Under the hood: ViLLA, dual-system, and the death of the modular stack
AGIBOT's GO-2 is the cleanest statement yet of where humanoid software is headed. It is a unified vision-language-latent-action (ViLLA) model — perception, balance, and motion planning collapse into one network rather than the classic perception → planner → controller pipeline robotics has relied on for two decades [1]. The company frames it as 'the first system to bridge the last mile between logical reasoning and precise execution within a unified architecture' [1], a claim that, marketing aside, matches what Air Street Capital described as the foundation-model playbook 'infusing new life into robotics' [2].

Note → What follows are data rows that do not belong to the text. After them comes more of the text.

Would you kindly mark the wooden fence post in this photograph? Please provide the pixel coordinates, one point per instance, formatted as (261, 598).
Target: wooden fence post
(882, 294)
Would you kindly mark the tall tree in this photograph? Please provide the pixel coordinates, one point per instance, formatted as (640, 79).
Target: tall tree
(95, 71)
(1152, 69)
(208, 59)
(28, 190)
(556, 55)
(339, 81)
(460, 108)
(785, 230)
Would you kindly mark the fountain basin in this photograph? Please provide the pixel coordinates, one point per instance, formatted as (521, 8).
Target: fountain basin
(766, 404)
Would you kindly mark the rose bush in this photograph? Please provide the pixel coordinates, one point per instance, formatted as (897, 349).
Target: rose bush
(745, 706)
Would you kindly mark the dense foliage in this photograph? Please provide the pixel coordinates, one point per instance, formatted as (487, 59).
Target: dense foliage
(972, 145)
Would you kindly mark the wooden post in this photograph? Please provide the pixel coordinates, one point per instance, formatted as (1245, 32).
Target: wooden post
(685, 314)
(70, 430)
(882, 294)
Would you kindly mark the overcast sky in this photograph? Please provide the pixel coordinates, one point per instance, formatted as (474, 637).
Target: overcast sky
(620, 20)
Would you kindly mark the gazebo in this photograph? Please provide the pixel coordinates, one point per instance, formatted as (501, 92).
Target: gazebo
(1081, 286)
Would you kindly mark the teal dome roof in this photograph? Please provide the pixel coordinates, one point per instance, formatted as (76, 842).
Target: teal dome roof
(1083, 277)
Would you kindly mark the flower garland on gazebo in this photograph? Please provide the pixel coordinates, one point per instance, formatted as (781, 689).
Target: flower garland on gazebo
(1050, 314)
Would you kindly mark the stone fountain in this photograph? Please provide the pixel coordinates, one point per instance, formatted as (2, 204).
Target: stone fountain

The architectural trick is the asynchronous dual-system: a slow, language-conditioned planner that decides what to do at low frequency, and a fast action expert that streams motor commands at high frequency [3]. This is the same pattern Figure AI ships in Helix, where System 1 runs at 200 Hz while System 2 deliberates at 7-9 Hz [4]. The convergence is not a coincidence — once you accept that a single learned model has to output joint torques, you have to solve the latency problem, and dual-rate inference is the obvious answer. GO-2 reports a 98.5% success rate on the LIBERO benchmark and 86.6% on LIBERO-Plus zero-shot, with 82.9% real-world success transferred from the Genie Sim 3.0 simulator [1].